Olivers Filmwelten

Aus Leidenschaft zum Film


„Kein Tier. So Wild.“

Deutschland, 2025

Bewertung: 5 von 5.

Seit 2010 veröffentlicht der deutsche Regisseur Burhan Qurbani alle fünf Jahre einen neuen Film. Nach seiner beklemmenden Studie über die Entstehung der rassistischen Ausschreitungen in Rostock-Lichtenhagen „Wir sind jung. Wir sind stark“ und seiner großartigen Neuverfilmung von Alfred Döblins „Berlin Alexanderplatz“ hat er sich dieses Jahr an eine Neuinterpretation von Shakespeares „Richard III.“ gewagt, die ich im Kino leider verpasst habe.
Nun sind moderne Inszenierungen klassischer Bühnenstücke sowohl im Theater als auch im Film keine Seltenheit.
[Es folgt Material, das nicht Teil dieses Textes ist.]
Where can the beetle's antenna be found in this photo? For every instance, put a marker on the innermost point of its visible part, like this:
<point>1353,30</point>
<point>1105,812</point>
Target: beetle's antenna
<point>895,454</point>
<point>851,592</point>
Während viele Verfilmungen sich oft ja nur von der Handlung inspirieren lassen, sehen sich Theaterinszenierungen hingegen dem Spagat zwischen modernem Gewand und sprachlich altertümlich klingenden Texten gegenüber, den es zu überbrücken gilt.
Qurbani stellt sich diesem Balanceakt zusammen mit seiner Drehbuchautorin, der jungen Dramatikerin Enis Maci, die Shakespeares Sprachgewalt hierfür ins Deutsche und Arabische übertragen hat, sind die
die Lancasters und die Yorks bei ihnen doch keine Adelshäuser im England der Rosenkriege mehr, sondern arabische Familienclans im Berlin der Gegenwart.
Rashida, die jüngste Tochter des Clans der Yorks und dessen Anwältin, will sich mit ihrer Position innerhalb der Familie nicht mehr abfinden und beginnt sich durch Intrigen und Gewalt ihren Weg an die Spitze zu bahnen, allein ihre Schwägerin Elisabet stellt sich ihr in den Weg.
Qurbani und Maci ersetzen dabei alle zentralen Figuren des Stücks konsequent mit Frauen, nur die jungen Prinzen bleiben männlich, alle anderen Männer treten im Verlauf des Films mehr und mehr in den Hintergrund.
Die syrische Schauspielerin Kenda Hmeidan trägt mit ihrer ungeheuren Präsenz den zweieinhalb Stunden langen Film fast im Alleingang. Die Gravitas und Wucht, mit der sie die Verse vorträgt, verraten, dass sie vom Theater stammt, gehörte sie doch nach ihrer Flucht dem Exil Ensemble des Maxim Gorki Theaters in Berlin an. Aber auch mit jedem ihrer Blicke, mit jeder Faser ihres Körpers, mit jeder Haltung und Pose vermag sie uns mehr über diese Rashida zu sagen, als bloße Worte es könnten, sei es in ihrem immer gnadenloser werdenden Streben nach Macht oder ihrer Liebesbeziehung zu der ihr treu ergebenen Mishal.
Verena Altenberger als Elisabet verfügt über weitaus mehr Film- und Fernseherfahrung, u.a. als Polizeioberkommissarin Elisabeth Eyckhoff im „Polizeiruf 110“ und auch ihr gesteht der Film ihre Momente zu, in denen sie zeigen kann, was schauspielerisch in ihr steckt.
Kameramann Yoshi Heimrath kleidet die Geschichte in edle, ja beeindruckende Bilder, die ganz wie die Schauplätze des Films mit Fortschreiten der Handlung immer mystischer werden, immer mehr die Grenzen zwischen Wirklichkeit, Traum und Wahn aufreißen und verwischen. Und die Komponistin Dascha Dauenhauer liefert dazu einen kongenialen, mal fiebrigen dann wieder treibenden Elektro-Soundtrack.
Qurbanis Film ist ein Film der Brüche, mehr noch als sein „Berlin Alexanderplatz„, Brüche zwischen Theater und Film, zwischen Tradition und Moderne, zwischen Wirklichkeit und Wahn, zwischen Empowerment und Machtstreben, zwischen den Erwartungen und Vorurteilen des Publikums und der Inszenierung, zwischen gezeigter Welt und Realität. Brüche, die der Regisseur und die Drehbuchautorin nicht versuchen zu kitten, sondern bewusst aufreißen, damit sich ihr Publikum daran reiben kann, bis es wehtut.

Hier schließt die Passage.